🐛 Bug

Hi,

When I try to run TQC hyperparameter optimization with multiple jobs (n-jobs>1) with a GPU (this also happens with multiple CPU cores and n-jobs=1), it gives me this error:

2024-04-07 14:35:59.992779: E external/xla/xla/service/gpu/buffer_comparator.cc:143] Difference at 0: -inf, expected -0.000287323
2024-04-07 14:35:59.992804: E external/xla/xla/service/gpu/buffer_comparator.cc:143] Difference at 1: -inf, expected -0.000267224
2024-04-07 14:35:59.992808: E external/xla/xla/service/gpu/buffer_comparator.cc:143] Difference at 2: -inf, expected -0.000226477
2024-04-07 14:35:59.992811: E external/xla/xla/service/gpu/buffer_comparator.cc:143] Difference at 3: -inf, expected -0.000281823
2024-04-07 14:35:59.992813: E external/xla/xla/service/gpu/buffer_comparator.cc:143] Difference at 4: -inf, expected -0.000262532
2024-04-07 14:35:59.992815: E external/xla/xla/service/gpu/buffer_comparator.cc:143] Difference at 5: -inf, expected -0.000252724
2024-04-07 14:35:59.992818: E external/xla/xla/service/gpu/buffer_comparator.cc:143] Difference at 6: -inf, expected -0.000250007
2024-04-07 14:35:59.992820: E external/xla/xla/service/gpu/buffer_comparator.cc:143] Difference at 7: -inf, expected -0.000265674
2024-04-07 14:35:59.992823: E external/xla/xla/service/gpu/buffer_comparator.cc:143] Difference at 8: -inf, expected -0.00021464
2024-04-07 14:35:59.992825: E external/xla/xla/service/gpu/buffer_comparator.cc:143] Difference at 9: -inf, expected -0.000204733
E0407 14:35:59.992828  798907 triton_autotuner.cc:766] Results do not match the reference.
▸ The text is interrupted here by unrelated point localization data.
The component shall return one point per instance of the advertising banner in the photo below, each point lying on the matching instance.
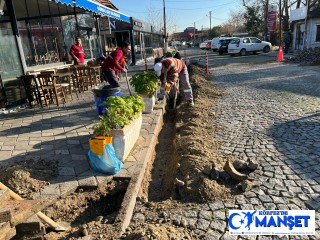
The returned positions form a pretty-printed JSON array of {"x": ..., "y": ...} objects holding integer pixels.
[
  {"x": 271, "y": 21},
  {"x": 271, "y": 222}
]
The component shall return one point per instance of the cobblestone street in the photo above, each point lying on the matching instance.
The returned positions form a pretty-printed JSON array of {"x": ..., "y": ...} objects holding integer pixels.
[{"x": 270, "y": 112}]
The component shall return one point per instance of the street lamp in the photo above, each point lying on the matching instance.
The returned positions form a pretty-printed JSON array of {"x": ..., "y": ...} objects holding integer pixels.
[{"x": 164, "y": 26}]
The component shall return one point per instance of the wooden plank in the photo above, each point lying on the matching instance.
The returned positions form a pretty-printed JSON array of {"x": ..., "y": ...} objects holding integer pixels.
[
  {"x": 5, "y": 215},
  {"x": 21, "y": 210},
  {"x": 4, "y": 196}
]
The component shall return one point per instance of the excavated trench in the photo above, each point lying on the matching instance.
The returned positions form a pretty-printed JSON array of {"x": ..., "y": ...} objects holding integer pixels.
[{"x": 159, "y": 181}]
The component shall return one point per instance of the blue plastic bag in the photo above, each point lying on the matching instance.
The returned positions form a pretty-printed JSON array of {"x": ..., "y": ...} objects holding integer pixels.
[{"x": 108, "y": 163}]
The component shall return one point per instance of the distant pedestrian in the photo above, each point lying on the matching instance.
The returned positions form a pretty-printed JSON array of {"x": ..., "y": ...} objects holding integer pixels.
[
  {"x": 177, "y": 55},
  {"x": 77, "y": 52},
  {"x": 287, "y": 41},
  {"x": 114, "y": 63}
]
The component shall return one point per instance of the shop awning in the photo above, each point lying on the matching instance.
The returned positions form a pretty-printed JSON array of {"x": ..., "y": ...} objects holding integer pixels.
[
  {"x": 96, "y": 7},
  {"x": 68, "y": 2}
]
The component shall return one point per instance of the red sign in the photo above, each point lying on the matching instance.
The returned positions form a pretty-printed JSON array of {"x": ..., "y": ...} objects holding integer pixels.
[{"x": 272, "y": 19}]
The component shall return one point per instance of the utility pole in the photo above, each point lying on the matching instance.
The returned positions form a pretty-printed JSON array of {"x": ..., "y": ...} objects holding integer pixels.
[
  {"x": 305, "y": 28},
  {"x": 280, "y": 32},
  {"x": 164, "y": 26},
  {"x": 194, "y": 33},
  {"x": 266, "y": 13},
  {"x": 210, "y": 18}
]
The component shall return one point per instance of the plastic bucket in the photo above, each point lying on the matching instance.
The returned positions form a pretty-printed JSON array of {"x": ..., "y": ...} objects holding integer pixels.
[{"x": 101, "y": 94}]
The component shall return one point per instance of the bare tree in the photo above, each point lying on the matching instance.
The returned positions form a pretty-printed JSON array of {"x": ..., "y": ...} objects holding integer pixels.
[{"x": 155, "y": 18}]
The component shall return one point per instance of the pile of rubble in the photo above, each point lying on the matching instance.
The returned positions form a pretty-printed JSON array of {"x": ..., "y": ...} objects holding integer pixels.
[{"x": 307, "y": 56}]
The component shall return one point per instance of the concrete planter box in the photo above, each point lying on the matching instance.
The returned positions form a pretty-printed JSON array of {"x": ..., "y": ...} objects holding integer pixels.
[
  {"x": 124, "y": 139},
  {"x": 148, "y": 103}
]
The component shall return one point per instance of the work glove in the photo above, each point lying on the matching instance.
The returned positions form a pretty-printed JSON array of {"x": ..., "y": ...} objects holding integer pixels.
[{"x": 167, "y": 86}]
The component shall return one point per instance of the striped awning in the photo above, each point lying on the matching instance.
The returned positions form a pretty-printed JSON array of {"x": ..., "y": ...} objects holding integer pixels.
[{"x": 93, "y": 6}]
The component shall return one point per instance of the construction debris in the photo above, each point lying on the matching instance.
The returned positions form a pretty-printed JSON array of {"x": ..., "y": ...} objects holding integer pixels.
[{"x": 229, "y": 168}]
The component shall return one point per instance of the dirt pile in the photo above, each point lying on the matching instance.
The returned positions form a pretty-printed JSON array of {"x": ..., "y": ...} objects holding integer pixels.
[
  {"x": 90, "y": 212},
  {"x": 307, "y": 56},
  {"x": 196, "y": 148},
  {"x": 29, "y": 176}
]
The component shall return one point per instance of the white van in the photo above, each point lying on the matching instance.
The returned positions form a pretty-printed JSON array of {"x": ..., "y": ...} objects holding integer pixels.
[{"x": 215, "y": 43}]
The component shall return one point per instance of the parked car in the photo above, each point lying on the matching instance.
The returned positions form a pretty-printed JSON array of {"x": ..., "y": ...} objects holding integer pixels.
[
  {"x": 248, "y": 44},
  {"x": 215, "y": 43},
  {"x": 224, "y": 45},
  {"x": 205, "y": 45}
]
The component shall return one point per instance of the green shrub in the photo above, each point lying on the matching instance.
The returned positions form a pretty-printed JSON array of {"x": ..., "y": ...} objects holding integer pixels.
[
  {"x": 120, "y": 112},
  {"x": 145, "y": 82}
]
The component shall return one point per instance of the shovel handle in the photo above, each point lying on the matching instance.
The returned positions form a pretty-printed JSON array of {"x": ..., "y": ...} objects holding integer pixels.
[{"x": 41, "y": 215}]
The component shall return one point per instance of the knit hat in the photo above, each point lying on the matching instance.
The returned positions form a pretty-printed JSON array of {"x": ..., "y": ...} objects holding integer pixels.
[{"x": 158, "y": 67}]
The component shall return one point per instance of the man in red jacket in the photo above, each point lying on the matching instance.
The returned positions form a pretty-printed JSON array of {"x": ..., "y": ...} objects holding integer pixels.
[
  {"x": 115, "y": 63},
  {"x": 170, "y": 70},
  {"x": 77, "y": 52}
]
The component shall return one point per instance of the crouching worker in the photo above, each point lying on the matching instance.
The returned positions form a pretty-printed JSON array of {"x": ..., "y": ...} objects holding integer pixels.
[
  {"x": 170, "y": 70},
  {"x": 114, "y": 63}
]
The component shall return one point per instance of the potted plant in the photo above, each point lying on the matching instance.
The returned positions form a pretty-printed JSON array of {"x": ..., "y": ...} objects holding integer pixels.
[
  {"x": 122, "y": 121},
  {"x": 146, "y": 84}
]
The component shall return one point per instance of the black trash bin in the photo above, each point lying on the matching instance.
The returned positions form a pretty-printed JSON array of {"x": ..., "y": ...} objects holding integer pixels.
[{"x": 101, "y": 94}]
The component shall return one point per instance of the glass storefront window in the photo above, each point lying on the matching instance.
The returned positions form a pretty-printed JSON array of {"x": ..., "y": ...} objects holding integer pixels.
[{"x": 10, "y": 65}]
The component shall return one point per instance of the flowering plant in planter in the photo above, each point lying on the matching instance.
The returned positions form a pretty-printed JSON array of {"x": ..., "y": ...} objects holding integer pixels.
[
  {"x": 145, "y": 83},
  {"x": 120, "y": 112}
]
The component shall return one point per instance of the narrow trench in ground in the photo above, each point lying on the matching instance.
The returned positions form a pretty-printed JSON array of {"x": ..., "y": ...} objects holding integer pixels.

This is likely a bug/unexpected loss of precision.

To Reproduce

python rl-baselines3-zoo/train_sbx.py --algo tqc --env Pendulum-v1 -n 5000 --n-trials 50 --num-threads 1 --n-jobs 4 --log-interval 4900 --eval-episodes 16 --n-eval-envs 8 --seed 8 --vec-env "dummy" -optimize --sampler tpe --pruner median --n-startup-trials 10

[W 2024-04-07 14:36:00,208] Trial 16 failed with parameters: {'gamma': 0.995, 'learning_rate': 0.23149128592335125, 'batch_size': 1024, 'buffer_size': 10000, 'learning_starts': 1000, 'train_freq': 16, 'tau': 0.08, 'log_std_init': -0.3684256821552643, 'net_arch': 'medium', 'n_quantiles': 32, 'top_quantiles_to_drop_per_net': 30} because of the following error: XlaRuntimeError('INTERNAL: All algorithms tried for %dot.384 = f32[1024,512]{1,0} dot(f32[1024,32]{1,0} %broadcast.2180, f32[512,32]{1,0} %parameter_0.14), lhs_contracting_dims={1}, rhs_contracting_dims={1}, metadata={op_name="jit(_train)/jit(main)/while/body/cond/branch_1_fun/jit(update_actor)/transpose(jvp(Critic))/Dense_2/dot_general[dimension_numbers=(((1,), (1,)), ((), ())) precision=None preferred_element_type=None]" source_file="/scratch/network/.../rl-baselines3-zoo/rl_zoo3/exp_manager.py" source_line=793} failed. Falling back to default algorithm.  Per-algorithm errors:\n  Results do not match the reference. This is likely a bug/unexpected loss of precision.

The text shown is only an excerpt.